Although the incorporation of Ag-NPs into the different plant extracts enhanced their biological activities and exhibited an ameliorative effect against various chronic diseases, the recent studies demonstrated that it exerts an adverse effect on brain tissues that being considered as the most organ susceptible to the NPs deposition. Therefore, the researchers must undergo further studies for revealing the effect of ZnO-plant nano-extract on that tissue.

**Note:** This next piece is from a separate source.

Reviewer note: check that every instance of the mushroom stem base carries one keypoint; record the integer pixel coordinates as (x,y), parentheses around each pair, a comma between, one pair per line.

Author Contribution Statement

W.M.A. proposed the scientific idea and collected all papers published previously and related to that idea. W.M.A. and N.I.O. were responsible for preparing the plant extract. W.M.A., N.I.O. and E.A.H. performed the experimental work and provided reagents/materials necessary for experiments. A.M.Y. was concerned with preparing silver plant nano-extracts. W.M.A. and E.A.H. were responsible for undergoing the in vitro study. W.M.A., N.I.O. and K.A.A. were responsible for carrying out the practical work on experimental animals. K.A.A. was concerned with carrying out the histopathological examination. All authors read and approved the final manuscript.

Ethical statement

The experimental design and animals handling were carried out based on a protocol approved by the Institutional Animal Ethical Committee of National Research Centre, Dokki, Giza, Egypt, and according to guidelines reported in “Guide for the care and use of laboratory animals”.

Conflict of interest

The authors certify that there were no declared financial or non-financial conflicts of interest among them.